BSIP Iconography Database Goes Live!
I am pleased to announce that on 1st January 2021 the BSIP Iconography Database went live!
The BSIP database focuses on the iconography of bowed string instruments and places the iconography at the forefront. The BSIP referencing system is suitable for academic use. It is now possible to reliably reference sources, specific images, and individual depictions of bows, instruments and musicians.
The database is Open Access and goes live with over 1000 sources already available. This is just the beginning, and there are more than 15500 further sources awaiting entry. This is my personal data set from over 6 years of research. By sharing these primary sources I hope to inspire you and others to join me, to establish a global corpus of bowed string instrument iconography for our shared benefit.
Itching to see some iconography? The database may accessed via the BSIP IRP (Insight Research Platform).
Do we really need yet another catalogue/database?
- In short: Yes!
Until now, there has been no database dedicated to bowed string instrument iconography. Information is widely dispersed, mostly as citations in books, articles and theses. A typical citation is a textual reference to the source. They are summaries of the metadata. Hopefully they contain enough information for the source to be found, but they are not a direct reference and suffer from ambiguity. If we wish to see the source we have to search for it ourselves, and this can be a bumpy journey where results are not guaranteed. As described in my article on Improving Musicology Research Methods some references are impossible to resolve. Existing catalogues & databases typically have the metadata as their primary concern, some providing images, others links which suffer link rot as the target websites change. Some catalogues provide a basic referencing system, which often suffers from being merely a reference to the textual metadata, leaving us back where we started.
The BSIP database & IRP (Insight Research Platform) is a tool for 21st century research and makes the source itself the primary concern. With a BSIP reference you are guaranteed to find the source object. The BSIP database supports cataloguing an artwork for which nothing is known and yet enables it to be reliably referenced. With multiple images, context images, support for gigapixel images, deep zooming, individual research target identification, visual research target locating with pins & pulses, tagging, extensive referencing, permalinks, and mobile device support, the BSIP Database & IRP goes beyond being a simple catalogue. It is setting a new standard.
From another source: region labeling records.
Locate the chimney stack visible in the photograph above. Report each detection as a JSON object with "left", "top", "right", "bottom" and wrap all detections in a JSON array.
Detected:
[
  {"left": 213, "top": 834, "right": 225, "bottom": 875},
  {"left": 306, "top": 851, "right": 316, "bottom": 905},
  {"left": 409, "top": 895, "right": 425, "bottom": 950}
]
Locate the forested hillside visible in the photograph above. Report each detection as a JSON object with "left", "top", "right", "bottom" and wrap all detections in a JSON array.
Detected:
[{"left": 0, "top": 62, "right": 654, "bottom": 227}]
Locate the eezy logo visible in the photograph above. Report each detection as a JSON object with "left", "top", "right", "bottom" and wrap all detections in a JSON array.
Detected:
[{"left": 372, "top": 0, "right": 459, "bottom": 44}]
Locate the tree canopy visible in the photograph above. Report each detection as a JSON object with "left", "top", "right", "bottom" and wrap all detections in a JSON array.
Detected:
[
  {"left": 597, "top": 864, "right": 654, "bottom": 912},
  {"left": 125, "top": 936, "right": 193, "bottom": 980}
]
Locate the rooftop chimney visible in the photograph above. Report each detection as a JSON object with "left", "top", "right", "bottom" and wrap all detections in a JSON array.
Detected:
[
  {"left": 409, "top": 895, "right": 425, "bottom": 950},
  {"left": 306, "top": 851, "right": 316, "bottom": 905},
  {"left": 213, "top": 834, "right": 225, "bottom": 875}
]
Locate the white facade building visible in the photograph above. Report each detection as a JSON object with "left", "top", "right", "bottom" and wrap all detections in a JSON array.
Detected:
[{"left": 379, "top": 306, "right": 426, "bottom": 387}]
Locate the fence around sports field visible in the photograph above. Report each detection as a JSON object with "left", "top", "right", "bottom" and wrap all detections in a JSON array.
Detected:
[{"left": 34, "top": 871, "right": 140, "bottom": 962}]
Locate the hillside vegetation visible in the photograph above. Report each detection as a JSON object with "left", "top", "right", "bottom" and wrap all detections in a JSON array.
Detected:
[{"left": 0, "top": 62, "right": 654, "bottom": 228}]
Extensive Search & Browse Facilities
The BSIP IRP supports several methods to find sources. BSIP references can be navigated to directly using the reference permalinks, or entered in the dashboard to take you directly to a known source.
The Simple Search is powerful and provides date range, relationship and advanced textual searching, and the database can be browsed with filtering on collective sources, people, locations and tag sets. The results may ordered by BSIP reference, and dates.
Although most queries can be achieved through Simple Search and browse filtering, when you need a bit more power Advanced Search opens up individual fields. All locations in the database have longitude and latitude coordinates. One of the unique features of the IRP advanced search is the ability to filter creation locations and last known locations based on a geographical box by specifying a longitude, latitude along with the width and height of the box.
I hope you enjoy using the database & IRP!